As Clausius' name implies, entropy describes probability dispersal, disorder, or randomness (τροπή ~ change).

Nevertheless, information scientists have adopted/appropriated it as differential entropy for lack of information (randomness); and there is no point in splitting hairs about names; in QM uncertainty discussions the name has stuck. At the end of the day, the above-defined classical entropy S does help with QM quite a bit, after all.

A normalized probability distribution $f(x)$ may be broad or narrow, which is what the standard deviation σ (width), or variance (its square), describes. First look at a Gaussian/normal distribution, $$ f(x)= \frac{1}{\sigma\sqrt{2\pi}} e^{-(x/\sigma)^2/2} \qquad \leadsto \\ S= \ln ~(\sigma \sqrt{2\pi e}), $$ so S increases with the variance.

Small variance indicates localization, and the limit of $\sigma\to 0$ is a δ-function spike: ultra-localization; meaning no uncertainty in the position of your wave packet (but an infinite uncertainty in its corresponding momentum). (It's up to you how to interpret this infinite information/negentropy, if you are hung up on information theory.)

Conversely, huge σ (huge S) signals huge dispersal of the probability distribution, on its way to terminal delocalization. So far, so good.

But... You may easily imagine a probability distribution consisting of two Gaussians with their centers at some distance a from each other and small widths. σ will be more like this distance (ultimately a/2), rather than the smaller widths of each constituent Gaussian. (Proceed to calculate such examples.) You know this distribution is less ordinary than an unremarkable Gaussian, and has more information content, (and is more localized in space, since the probability vanishes everywhere except in the two narrow bumps a apart).

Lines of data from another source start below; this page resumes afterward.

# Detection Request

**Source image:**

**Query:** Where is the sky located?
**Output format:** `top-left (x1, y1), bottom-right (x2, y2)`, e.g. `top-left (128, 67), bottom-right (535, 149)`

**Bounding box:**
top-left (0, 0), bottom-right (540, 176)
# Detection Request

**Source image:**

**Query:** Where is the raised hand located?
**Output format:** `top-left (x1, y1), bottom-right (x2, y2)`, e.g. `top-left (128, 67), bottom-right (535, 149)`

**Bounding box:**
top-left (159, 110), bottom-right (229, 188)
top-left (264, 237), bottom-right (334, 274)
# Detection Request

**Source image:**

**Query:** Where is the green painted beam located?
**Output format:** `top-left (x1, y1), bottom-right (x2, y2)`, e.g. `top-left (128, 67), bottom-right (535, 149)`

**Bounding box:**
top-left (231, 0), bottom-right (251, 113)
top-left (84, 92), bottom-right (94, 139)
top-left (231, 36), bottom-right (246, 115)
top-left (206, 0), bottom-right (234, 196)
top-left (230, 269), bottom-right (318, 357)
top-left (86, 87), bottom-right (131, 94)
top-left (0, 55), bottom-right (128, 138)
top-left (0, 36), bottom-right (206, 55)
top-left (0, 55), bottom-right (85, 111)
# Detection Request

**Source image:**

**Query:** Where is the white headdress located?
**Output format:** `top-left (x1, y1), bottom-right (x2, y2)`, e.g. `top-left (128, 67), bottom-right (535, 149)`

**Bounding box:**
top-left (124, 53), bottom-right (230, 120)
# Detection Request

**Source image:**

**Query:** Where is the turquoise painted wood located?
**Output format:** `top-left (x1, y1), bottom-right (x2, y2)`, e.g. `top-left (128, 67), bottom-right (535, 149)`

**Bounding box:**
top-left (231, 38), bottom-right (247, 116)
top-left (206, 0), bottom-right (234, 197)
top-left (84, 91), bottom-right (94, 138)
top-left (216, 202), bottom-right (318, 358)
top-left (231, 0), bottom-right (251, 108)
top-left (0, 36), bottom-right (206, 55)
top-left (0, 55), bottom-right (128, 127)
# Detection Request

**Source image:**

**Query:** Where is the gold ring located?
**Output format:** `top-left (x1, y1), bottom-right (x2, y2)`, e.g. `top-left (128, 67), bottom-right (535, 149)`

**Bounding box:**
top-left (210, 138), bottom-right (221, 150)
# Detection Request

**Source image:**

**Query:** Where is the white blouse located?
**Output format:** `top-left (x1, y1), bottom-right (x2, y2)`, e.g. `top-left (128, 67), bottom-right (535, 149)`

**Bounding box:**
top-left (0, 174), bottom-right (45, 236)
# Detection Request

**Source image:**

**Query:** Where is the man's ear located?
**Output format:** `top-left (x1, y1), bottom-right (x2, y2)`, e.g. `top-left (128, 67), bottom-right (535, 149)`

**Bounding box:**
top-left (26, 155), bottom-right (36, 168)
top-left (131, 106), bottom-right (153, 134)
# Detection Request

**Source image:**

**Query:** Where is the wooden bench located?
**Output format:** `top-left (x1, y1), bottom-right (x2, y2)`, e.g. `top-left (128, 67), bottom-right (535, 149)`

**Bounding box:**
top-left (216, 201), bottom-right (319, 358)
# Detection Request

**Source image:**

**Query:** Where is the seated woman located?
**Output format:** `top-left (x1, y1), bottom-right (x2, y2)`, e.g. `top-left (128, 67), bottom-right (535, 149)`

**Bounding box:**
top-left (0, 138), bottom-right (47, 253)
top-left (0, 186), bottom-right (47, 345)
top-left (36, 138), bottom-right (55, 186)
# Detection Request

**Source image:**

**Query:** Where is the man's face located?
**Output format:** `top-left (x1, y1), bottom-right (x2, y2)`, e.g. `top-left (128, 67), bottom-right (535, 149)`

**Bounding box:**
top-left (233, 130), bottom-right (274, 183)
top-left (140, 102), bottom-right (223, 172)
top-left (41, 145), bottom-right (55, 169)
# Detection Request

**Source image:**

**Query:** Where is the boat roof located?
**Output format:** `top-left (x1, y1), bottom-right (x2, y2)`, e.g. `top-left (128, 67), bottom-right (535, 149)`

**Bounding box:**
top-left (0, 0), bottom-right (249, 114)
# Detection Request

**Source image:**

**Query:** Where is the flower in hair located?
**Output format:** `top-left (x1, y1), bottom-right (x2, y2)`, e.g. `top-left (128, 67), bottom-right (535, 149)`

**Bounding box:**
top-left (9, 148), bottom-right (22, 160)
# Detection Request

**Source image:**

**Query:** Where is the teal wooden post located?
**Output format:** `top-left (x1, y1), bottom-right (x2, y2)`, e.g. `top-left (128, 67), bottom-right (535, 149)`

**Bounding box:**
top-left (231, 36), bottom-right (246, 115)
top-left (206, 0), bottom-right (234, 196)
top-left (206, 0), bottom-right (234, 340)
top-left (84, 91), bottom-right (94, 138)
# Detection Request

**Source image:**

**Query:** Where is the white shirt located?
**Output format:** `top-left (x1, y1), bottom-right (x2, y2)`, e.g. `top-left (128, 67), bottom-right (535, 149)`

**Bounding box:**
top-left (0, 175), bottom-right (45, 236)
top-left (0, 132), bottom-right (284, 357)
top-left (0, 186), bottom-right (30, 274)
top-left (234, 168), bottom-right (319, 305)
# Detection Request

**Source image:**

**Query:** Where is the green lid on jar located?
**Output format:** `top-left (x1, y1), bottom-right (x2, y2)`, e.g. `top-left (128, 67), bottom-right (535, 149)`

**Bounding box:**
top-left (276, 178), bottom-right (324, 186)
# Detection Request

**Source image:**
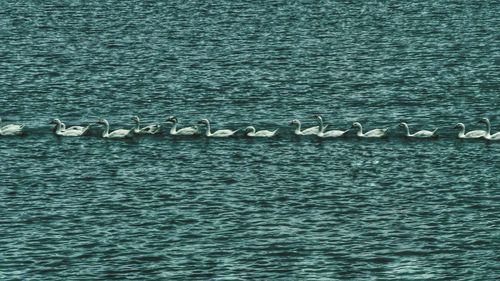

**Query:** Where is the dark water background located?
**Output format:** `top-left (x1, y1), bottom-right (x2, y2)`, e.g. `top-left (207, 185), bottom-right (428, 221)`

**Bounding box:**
top-left (0, 0), bottom-right (500, 280)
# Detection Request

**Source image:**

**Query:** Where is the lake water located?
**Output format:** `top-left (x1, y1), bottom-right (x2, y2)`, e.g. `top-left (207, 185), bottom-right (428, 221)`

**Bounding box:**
top-left (0, 0), bottom-right (500, 280)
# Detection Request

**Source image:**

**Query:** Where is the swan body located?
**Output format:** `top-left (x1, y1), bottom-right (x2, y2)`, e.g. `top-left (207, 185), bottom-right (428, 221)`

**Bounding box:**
top-left (51, 118), bottom-right (90, 137)
top-left (132, 116), bottom-right (161, 135)
top-left (199, 119), bottom-right (238, 138)
top-left (455, 123), bottom-right (487, 139)
top-left (290, 119), bottom-right (326, 136)
top-left (480, 118), bottom-right (500, 140)
top-left (97, 119), bottom-right (134, 139)
top-left (315, 115), bottom-right (349, 138)
top-left (0, 118), bottom-right (24, 136)
top-left (399, 122), bottom-right (438, 138)
top-left (165, 116), bottom-right (199, 136)
top-left (245, 126), bottom-right (278, 138)
top-left (352, 122), bottom-right (388, 138)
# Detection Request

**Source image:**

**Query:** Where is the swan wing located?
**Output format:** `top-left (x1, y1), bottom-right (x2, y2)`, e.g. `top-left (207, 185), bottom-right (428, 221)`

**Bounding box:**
top-left (486, 132), bottom-right (500, 140)
top-left (108, 129), bottom-right (131, 138)
top-left (212, 130), bottom-right (238, 137)
top-left (135, 124), bottom-right (160, 135)
top-left (364, 129), bottom-right (387, 138)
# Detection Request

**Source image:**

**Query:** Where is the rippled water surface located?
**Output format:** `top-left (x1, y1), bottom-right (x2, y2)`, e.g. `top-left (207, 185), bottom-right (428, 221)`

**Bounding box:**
top-left (0, 0), bottom-right (500, 280)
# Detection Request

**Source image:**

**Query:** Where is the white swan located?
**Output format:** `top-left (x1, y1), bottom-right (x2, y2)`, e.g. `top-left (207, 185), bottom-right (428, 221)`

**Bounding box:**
top-left (479, 118), bottom-right (500, 140)
top-left (315, 115), bottom-right (349, 138)
top-left (165, 116), bottom-right (199, 136)
top-left (132, 116), bottom-right (161, 135)
top-left (290, 119), bottom-right (326, 136)
top-left (455, 123), bottom-right (487, 139)
top-left (245, 126), bottom-right (278, 138)
top-left (399, 122), bottom-right (438, 138)
top-left (0, 118), bottom-right (24, 136)
top-left (199, 119), bottom-right (238, 138)
top-left (51, 118), bottom-right (90, 137)
top-left (97, 119), bottom-right (134, 139)
top-left (352, 122), bottom-right (388, 138)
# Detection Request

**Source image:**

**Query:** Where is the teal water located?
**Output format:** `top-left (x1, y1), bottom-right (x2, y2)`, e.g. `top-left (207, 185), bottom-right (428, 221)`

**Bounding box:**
top-left (0, 0), bottom-right (500, 280)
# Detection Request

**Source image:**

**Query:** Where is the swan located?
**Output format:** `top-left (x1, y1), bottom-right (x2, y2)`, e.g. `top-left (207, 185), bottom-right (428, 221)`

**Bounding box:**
top-left (50, 118), bottom-right (90, 137)
top-left (165, 116), bottom-right (199, 136)
top-left (199, 119), bottom-right (238, 138)
top-left (352, 122), bottom-right (388, 138)
top-left (132, 116), bottom-right (161, 135)
top-left (0, 118), bottom-right (24, 136)
top-left (479, 118), bottom-right (500, 140)
top-left (97, 119), bottom-right (134, 139)
top-left (245, 126), bottom-right (278, 138)
top-left (399, 122), bottom-right (438, 138)
top-left (455, 123), bottom-right (487, 139)
top-left (314, 115), bottom-right (349, 138)
top-left (290, 119), bottom-right (326, 136)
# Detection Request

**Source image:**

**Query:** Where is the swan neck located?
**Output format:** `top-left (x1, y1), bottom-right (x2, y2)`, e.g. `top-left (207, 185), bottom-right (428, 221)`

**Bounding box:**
top-left (102, 122), bottom-right (109, 137)
top-left (318, 118), bottom-right (325, 133)
top-left (358, 125), bottom-right (363, 137)
top-left (403, 124), bottom-right (410, 137)
top-left (56, 122), bottom-right (63, 134)
top-left (458, 126), bottom-right (465, 137)
top-left (295, 121), bottom-right (302, 134)
top-left (170, 121), bottom-right (177, 135)
top-left (206, 121), bottom-right (212, 137)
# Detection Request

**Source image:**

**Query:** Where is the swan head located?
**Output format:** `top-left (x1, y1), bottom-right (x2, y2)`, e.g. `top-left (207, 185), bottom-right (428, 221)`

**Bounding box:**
top-left (479, 118), bottom-right (490, 124)
top-left (165, 115), bottom-right (177, 123)
top-left (97, 118), bottom-right (108, 125)
top-left (50, 118), bottom-right (62, 124)
top-left (312, 114), bottom-right (323, 121)
top-left (351, 122), bottom-right (361, 129)
top-left (198, 119), bottom-right (210, 125)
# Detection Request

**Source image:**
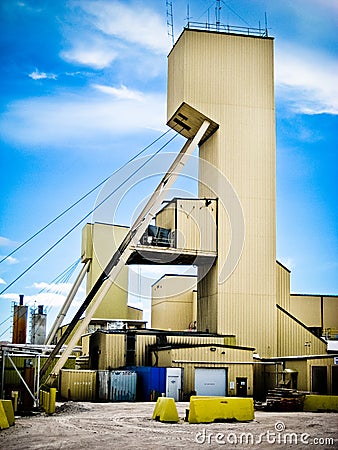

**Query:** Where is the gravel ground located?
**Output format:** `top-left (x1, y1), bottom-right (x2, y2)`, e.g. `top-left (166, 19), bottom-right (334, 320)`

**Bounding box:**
top-left (0, 402), bottom-right (338, 450)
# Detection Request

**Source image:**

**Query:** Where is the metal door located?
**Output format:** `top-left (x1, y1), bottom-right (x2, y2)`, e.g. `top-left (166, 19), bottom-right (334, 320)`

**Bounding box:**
top-left (195, 368), bottom-right (227, 397)
top-left (312, 366), bottom-right (327, 394)
top-left (166, 367), bottom-right (182, 402)
top-left (236, 377), bottom-right (248, 397)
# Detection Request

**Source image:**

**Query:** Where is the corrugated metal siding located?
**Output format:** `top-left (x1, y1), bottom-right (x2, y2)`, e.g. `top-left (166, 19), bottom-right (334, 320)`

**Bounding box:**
top-left (98, 333), bottom-right (126, 370)
top-left (135, 334), bottom-right (156, 366)
top-left (151, 275), bottom-right (197, 331)
top-left (109, 370), bottom-right (137, 402)
top-left (156, 201), bottom-right (176, 230)
top-left (154, 346), bottom-right (253, 395)
top-left (83, 223), bottom-right (128, 319)
top-left (168, 30), bottom-right (277, 356)
top-left (276, 263), bottom-right (290, 311)
top-left (176, 199), bottom-right (217, 252)
top-left (323, 296), bottom-right (338, 330)
top-left (60, 369), bottom-right (96, 402)
top-left (290, 294), bottom-right (322, 327)
top-left (277, 310), bottom-right (326, 356)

You'd like to have some measure of this different than σ ~ a/2, and to indicate your two-bump distribution is more localized than a single Gaussian with the same σ. Hopefully, you found that this S is less than the S of that single Gaussian: S is a better measure of delocalization than σ. In fact, there is a theorem.

You know random things end up in Gaussians, and for a given σ, the Gaussian is the maximum entropy distribution; the most delocalized distribution for a given σ. The normal distribution is where information goes to die.

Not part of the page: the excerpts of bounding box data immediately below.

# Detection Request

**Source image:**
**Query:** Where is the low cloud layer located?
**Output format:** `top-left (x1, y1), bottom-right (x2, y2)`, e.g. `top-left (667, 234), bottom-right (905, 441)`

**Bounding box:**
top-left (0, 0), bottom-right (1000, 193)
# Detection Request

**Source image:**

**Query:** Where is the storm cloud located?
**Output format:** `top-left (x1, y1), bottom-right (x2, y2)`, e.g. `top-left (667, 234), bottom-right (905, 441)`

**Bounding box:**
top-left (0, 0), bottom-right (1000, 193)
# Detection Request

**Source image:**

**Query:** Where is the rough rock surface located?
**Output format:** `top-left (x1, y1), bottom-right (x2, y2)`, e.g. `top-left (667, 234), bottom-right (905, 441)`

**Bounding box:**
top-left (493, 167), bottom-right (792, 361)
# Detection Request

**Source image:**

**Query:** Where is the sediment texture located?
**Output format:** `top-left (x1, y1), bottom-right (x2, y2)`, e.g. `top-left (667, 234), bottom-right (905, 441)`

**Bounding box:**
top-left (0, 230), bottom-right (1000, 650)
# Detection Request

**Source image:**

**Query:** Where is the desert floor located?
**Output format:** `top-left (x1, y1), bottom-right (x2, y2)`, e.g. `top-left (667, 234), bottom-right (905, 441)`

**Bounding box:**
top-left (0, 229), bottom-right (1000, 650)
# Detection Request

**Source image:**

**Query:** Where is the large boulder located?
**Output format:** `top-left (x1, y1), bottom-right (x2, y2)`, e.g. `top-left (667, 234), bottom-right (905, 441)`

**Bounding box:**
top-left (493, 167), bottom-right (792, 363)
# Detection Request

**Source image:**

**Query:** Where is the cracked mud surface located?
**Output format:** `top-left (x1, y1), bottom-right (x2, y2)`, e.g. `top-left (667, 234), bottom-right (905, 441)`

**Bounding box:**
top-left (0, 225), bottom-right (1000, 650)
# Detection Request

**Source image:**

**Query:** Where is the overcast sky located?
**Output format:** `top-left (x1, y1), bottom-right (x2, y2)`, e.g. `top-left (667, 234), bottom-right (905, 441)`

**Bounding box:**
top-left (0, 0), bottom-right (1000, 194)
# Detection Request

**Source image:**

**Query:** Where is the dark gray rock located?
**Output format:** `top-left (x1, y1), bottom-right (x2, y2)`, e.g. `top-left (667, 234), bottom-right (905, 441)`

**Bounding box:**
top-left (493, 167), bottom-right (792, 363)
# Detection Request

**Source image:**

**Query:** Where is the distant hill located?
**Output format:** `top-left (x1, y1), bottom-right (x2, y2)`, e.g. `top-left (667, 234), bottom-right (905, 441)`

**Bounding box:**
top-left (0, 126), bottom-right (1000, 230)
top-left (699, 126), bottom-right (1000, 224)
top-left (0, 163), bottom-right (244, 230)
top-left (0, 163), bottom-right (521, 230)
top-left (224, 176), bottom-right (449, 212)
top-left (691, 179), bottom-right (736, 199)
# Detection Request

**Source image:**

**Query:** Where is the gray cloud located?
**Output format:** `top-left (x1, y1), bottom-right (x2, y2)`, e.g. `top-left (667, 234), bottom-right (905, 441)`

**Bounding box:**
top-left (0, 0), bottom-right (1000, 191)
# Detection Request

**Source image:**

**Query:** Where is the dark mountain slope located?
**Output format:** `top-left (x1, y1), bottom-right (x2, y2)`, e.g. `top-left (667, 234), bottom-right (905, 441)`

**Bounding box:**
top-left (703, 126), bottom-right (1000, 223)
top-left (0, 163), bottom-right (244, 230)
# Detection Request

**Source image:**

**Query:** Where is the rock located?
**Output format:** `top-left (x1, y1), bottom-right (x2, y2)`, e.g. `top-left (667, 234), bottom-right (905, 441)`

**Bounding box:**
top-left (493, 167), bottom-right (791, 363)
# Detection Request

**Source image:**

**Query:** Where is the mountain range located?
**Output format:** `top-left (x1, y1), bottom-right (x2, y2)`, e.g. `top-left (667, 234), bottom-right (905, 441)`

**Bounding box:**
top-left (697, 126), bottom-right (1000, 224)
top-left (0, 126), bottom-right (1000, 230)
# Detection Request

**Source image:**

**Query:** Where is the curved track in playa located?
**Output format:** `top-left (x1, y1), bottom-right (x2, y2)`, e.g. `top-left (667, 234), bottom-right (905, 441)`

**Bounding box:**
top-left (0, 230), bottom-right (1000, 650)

You may have fun experimenting with comb distributions, whose teeth are Gaussians, of the same σ, and thus further lower S; this is even more extraordinary and ordered/non-random: more informative. Try the ones listed.

The takeaway is that S is a far better measure of fine detail and localization than the crude variance, and, in fact, as a result, it provides a more stringent uncertainty inequality for the uncertainty principle, entropic uncertainty, linked above.

The actual entropy of a quantum state, however, is not what you are discussing. The quantum information entropy for QM is the von Neumann entropy, whose definition in phase-space outranges this discussion. As mentioned in a comment by @Lucas, for a pure state, the von Neumann entropy actually vanishes: you have maximum information about that state, and you are in no doubt about it — except some observables which are mutually incompatible and simultaneously unknowable. But that is another, more exciting story.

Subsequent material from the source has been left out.